Kazakhstan's digital leap is a case study in rapid transformation, with 92% of public services now online and IT service exports hitting $1 billion. In under a decade, the "Digital Kazakhstan" program has delivered over 54 million services via its eGov Mobile app, connected thousands of rural settlements to high-speed internet, and deployed advanced smart city technology in its capital. This success is so significant that Kazakhstan's digital leap is so big that it's now sharing its technology with other cities and even boosting its IT exports.

How has Kazakhstan achieved rapid digital transformation and smart city development?

Through its "Digital Kazakhstan" program, the nation moved 92% of its public services online and generated $1 billion in IT service exports. This was achieved by connecting 2,600 rural areas to high-speed internet and deploying advanced smart city AI platforms, including extensive camera networks in Astana.

Metric (end-2025) Value
IT service exports USD 1 billion
Public services online 92 %
Rural settlements connected 2 600
Data-center capacity added 7.4 MW
Supercomputer rank (TOP500) #86

In January 2026 President Tokayev signed an executive order that makes the entire year the "Year of Digitalization and Artificial Intelligence", putting the Presidential Administration in direct control of a new three-year sprint to full digital governance.

The foundational hardware is already in place. The national AI center alem.ai operates Central Asia's first supercomputing cluster, Alem.Cloud, built with NVIDIA H200 chips and ranked 86th on the global TOP500. Three additional data centers offering a combined 12.9 MW are scheduled for 2026, while operators plan to connect another 1,900 villages to fiber. Government sessions chaired by Prime Minister Olzhas Bektenov have set a goal of training one million citizens in AI skills by 2030 and directed every ministry to embed AI in its operations.
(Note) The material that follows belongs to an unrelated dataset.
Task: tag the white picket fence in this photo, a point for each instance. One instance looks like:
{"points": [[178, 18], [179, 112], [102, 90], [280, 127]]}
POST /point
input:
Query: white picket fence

  • Astana's USD 190 million city-scale experiment is the most prominent showcase of these capabilities. A six-year contract signed in February 2025 with Abu Dhabi-based Presight provides the capital with an AI platform that unifies 15 municipal and national systems into one City Situation Center. More than 22,000 cameras feed a VideoBrain module that applies 35 real-time analytics - including facial recognition and traffic-flow prediction - while an adaptive traffic-light network is expected to cut peak congestion by up to 18%. A digital twin fuses video, utility, and service data, allowing emergency crews to run five-minute scenario simulations before dispatch.

Over 20,000 additional smart cameras will go live before 2026 closes, turning Astana into one of the largest single-city deployments of AI-driven video analytics outside China.

A key localization clause ensures Kazakh firms perform 60% of the integration work, fostering domestic expertise in computer vision, DevOps, and cybersecurity. This successful blueprint is now being replicated, with the cabinet directing Astana to package its platform for use in Almaty, Shymkent, and Karaganda, thereby expanding the market for local integrators.

Industry analysts note this progress aligns with a global inflection point. The worldwide smart-city industry is valued at USD 2.7-2.8 trillion by 2027, with an AI segment forecast at USD 298 billion. While North America currently leads, Eurasia is the fastest-growing region, giving Kazakhstan strategic leverage as both chair of the EAEU and host of the region's only TOP500 supercomputer.

Enterprise demand is already visible. A recent Almaty conference highlighted a shift by major retail, pharma, and telecom companies from legacy systems to cloud-native platforms that use the same expanding data-center infrastructure. Localization kits that ensure data sovereignty and offer multilingual interfaces are removing final regulatory hurdles, while experience from over 30 enterprise roll-outs is informing public-sector projects.

Whether future IT exports are driven by smart-city solutions, AI start-ups, or traditional industries leveraging new data infrastructure, the common foundation is the platform built by "Digital Kazakhstan." With the presidential 2026 mandate adding political urgency and Astana's smart city serving as a scalable model, Kazakhstan is no longer just buying a digital future - it is building and selling one.